Alternatively, refile your articles and stock purchase agreement and tie that capital to the stock purchase or initial contribution. I would still recommend founder loans instead. If you use a SAFE or other convertible debt on amazing terms, future investors may ask for the same terms.

Edit: I financed my startup (https://rumble.run) that way and paid myself back a month ago. Painless all around.


👤 dcaisen
Not sure if it's the optimal approach, but this is pretty much exactly what we did. At the onset of the company, I made a capital contribution (beyond the small purchase amount of our founder stock) using a standard YC SAFE with no valuation cap/discount (with an MFN clause). When we later raised a friends and family round, we did so via a SAFE as well, this time with a valuation cap, and I swapped my initial SAFE for the F&F SAFE, and we basically just considered it part of that round.
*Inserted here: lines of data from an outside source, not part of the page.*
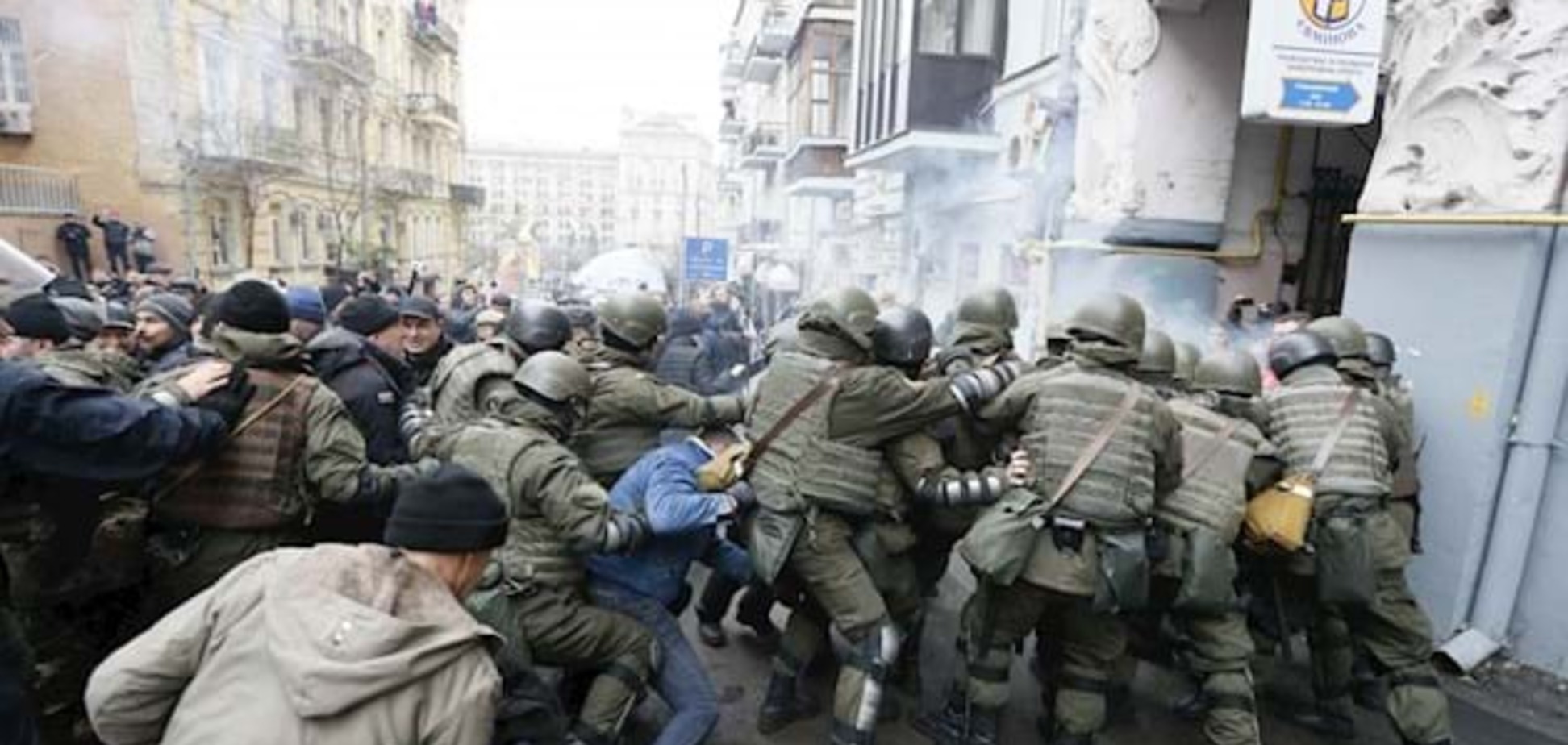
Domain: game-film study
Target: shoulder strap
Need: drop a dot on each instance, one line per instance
(1096, 446)
(1195, 466)
(1327, 449)
(824, 386)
The second part of your plan is unclear to me. When you issue employees options, those will generally be options to buy common stock, not preferred. And if and when you raise a priced VC round for preferred shares, all of your SAFEs will then convert to preferred shares.


👤 arcticbull
Could each of you just agree to contribute roughly the same quantity of capital and keep the cap table as 40-40-10? Or find some other way of balancing it out that doesn't involve the lawyers? That would save you both a lot of headache and paperwork.

👤 dustingetz
how much money are we talking about and how much time since incorporation? and what will the money be used for?